В аналитических терминах можно сказать, что начло жеста Козакевича — это перформатив (лингвистический термин, в нашем случае он означает, что жест является актом, равнозначным действию), наносящий противнику вред, что это целенаправленное действие, которое в данном случае совершено на злость всем тем, к кому обращено, то есть к свистящей публике в Лужниках. А концовка жеста — это перформанс, то есть зрелище, спектакль, лишенный намерения причинить кому-либо вред, урон. Но для нас, поляков, следящих за Олимпиадой  по телевизору, жест этот был абсолютно однозначным и исключительно уместным: «накось, выкуси!»

* * *

Мне нравится жест Зидана, особенно то, как о нем пишет бельгийский франкоязычный писатель Жан-Филипп Туссен в коротеньком эссе La Mélancolie de Zidane («Меланхолия Зидана»).

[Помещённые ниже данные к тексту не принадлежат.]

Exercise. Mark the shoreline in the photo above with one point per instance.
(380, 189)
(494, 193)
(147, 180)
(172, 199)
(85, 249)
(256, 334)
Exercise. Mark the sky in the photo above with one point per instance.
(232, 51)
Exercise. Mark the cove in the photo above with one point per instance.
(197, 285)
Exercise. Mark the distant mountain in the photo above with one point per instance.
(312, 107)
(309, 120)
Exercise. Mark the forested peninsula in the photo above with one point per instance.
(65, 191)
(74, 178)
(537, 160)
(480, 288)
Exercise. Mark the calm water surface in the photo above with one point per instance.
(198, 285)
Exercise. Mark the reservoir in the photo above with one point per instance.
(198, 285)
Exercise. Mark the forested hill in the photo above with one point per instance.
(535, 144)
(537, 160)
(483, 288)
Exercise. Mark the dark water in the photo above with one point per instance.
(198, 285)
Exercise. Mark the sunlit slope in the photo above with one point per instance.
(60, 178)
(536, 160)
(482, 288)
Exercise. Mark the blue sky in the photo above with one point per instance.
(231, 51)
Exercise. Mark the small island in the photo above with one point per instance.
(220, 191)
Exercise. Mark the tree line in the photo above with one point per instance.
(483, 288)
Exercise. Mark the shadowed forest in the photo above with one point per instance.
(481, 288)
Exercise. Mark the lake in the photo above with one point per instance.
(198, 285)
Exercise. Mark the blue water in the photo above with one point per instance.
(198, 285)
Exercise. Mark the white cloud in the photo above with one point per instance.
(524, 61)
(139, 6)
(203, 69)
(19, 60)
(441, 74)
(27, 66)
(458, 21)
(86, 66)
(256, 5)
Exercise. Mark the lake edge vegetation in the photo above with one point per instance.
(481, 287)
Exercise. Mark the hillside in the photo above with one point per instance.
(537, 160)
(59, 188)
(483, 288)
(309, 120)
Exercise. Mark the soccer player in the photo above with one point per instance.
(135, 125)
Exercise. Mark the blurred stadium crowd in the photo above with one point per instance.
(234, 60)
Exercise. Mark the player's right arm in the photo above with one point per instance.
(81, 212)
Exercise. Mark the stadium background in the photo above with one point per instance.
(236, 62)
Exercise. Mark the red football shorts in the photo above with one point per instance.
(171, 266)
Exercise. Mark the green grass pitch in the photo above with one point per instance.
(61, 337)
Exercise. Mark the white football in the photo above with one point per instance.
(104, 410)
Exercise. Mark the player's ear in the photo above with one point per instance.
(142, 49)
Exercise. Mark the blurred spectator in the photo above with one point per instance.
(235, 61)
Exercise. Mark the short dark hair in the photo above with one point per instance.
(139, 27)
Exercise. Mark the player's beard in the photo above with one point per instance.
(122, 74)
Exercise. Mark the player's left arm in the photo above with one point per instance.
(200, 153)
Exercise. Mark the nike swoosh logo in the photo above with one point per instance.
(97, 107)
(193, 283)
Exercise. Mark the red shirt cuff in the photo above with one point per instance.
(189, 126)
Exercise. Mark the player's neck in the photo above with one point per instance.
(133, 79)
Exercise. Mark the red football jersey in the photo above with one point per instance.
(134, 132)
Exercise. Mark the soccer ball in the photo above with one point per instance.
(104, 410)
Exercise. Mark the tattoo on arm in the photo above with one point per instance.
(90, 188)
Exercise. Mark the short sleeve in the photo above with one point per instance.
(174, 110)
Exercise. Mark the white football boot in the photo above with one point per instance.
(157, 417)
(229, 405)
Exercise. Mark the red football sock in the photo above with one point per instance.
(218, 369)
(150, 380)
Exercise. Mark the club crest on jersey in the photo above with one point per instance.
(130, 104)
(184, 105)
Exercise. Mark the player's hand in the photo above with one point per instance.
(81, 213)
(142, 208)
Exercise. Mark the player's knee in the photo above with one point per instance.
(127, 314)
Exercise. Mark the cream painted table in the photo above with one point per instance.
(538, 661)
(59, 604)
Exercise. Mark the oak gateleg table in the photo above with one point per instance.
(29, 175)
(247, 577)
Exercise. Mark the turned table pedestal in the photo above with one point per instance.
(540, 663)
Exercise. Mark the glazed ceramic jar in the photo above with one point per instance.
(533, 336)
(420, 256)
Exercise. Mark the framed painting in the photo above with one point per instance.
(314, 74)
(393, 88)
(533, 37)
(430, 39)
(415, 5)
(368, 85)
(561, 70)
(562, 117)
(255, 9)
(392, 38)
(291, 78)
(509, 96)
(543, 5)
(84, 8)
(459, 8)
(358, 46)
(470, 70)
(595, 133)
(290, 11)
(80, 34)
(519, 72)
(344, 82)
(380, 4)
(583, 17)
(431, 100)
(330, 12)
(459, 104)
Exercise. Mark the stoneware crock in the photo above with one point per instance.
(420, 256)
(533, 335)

Говоря о Зидане, Туссен размышляет в топосе меланхолии. Он прибегает к весьма поэтическим метафорам, например, пишет, что судья вытащил из кармана не красную, а черную карточку, черную карточку меланхолии  (в меланхолии и желчь, и солнце имеют черный цвет), и в то же время дает свою довольно оригинальную меланхологичную интерпретацию. Жест насилия Зидана, говорит  Туссен, которым он повалил Матерацци на землю, приносит ему освобождение или бегство от напряженного состояния, в котором он оказался, при чем оказался намного раньше, чем удар был нанесен.

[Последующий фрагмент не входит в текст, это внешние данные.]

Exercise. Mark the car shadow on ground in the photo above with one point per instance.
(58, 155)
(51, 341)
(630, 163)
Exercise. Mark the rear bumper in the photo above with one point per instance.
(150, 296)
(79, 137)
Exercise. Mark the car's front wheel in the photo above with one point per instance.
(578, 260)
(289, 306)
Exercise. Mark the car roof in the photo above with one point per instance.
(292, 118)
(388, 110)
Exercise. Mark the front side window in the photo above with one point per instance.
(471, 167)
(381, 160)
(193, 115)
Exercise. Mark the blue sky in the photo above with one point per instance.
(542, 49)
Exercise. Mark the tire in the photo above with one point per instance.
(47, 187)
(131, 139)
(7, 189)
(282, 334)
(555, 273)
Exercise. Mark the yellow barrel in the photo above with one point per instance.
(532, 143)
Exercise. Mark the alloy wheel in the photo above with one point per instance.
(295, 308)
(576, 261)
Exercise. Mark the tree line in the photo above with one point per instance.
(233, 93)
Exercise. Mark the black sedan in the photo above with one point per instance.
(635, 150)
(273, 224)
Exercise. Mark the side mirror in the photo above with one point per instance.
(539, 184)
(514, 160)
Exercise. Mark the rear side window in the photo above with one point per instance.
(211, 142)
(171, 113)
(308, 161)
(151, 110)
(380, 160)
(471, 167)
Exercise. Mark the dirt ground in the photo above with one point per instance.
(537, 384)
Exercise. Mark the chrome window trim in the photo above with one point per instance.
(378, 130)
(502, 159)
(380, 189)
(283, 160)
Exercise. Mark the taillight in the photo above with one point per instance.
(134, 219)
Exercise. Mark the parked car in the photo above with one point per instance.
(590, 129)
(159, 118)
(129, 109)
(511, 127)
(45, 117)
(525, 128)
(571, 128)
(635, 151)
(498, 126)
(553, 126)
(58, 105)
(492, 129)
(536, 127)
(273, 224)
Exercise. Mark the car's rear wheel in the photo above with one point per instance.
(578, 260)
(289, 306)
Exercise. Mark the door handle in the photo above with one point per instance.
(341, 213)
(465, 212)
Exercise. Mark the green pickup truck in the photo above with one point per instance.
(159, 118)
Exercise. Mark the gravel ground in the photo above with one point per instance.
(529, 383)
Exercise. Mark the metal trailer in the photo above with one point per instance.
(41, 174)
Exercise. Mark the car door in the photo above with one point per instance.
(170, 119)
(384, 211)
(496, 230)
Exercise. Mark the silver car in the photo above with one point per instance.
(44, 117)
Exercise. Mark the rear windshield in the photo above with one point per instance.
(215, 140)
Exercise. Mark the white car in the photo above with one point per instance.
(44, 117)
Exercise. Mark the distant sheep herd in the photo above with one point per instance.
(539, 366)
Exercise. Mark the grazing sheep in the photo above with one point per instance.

Это напряжение, или экзистенциональный кризис, кто как предпочитает,  являющийся следствием меланхолического состояния Зидана, имел два источника. Первый — это ощущение преходящести, потери, с которой Зидан давно не мог смириться, он долгое время играл свой последний матч, хоть тот никогда последним не был. А этому действительно предстояло быть последним, и вероятнее всего, команда Франции стала бы чемпионом мира, а он поднял бы  над головой кубок и показал его  urbi et orbi, но это бы означало согласие на собственную смерть, приближало роковую неизбежность.

Одновременно в Зидане нарастает чистейшее меланхолическое желание, которое нашептывает ему: уходи, уходи отсюда, беги. Зидан уже не может да и не хочет здесь находиться, ему  надоели противники и сам себе он надоел, надоел этот матч, в котором — это он уже точно знает! — больше голов не забьет, ему надоело все; даже  капитанская повязка не держится у него на рукаве, все время сползает, и с самого начала матча ему приходится поправлять ее.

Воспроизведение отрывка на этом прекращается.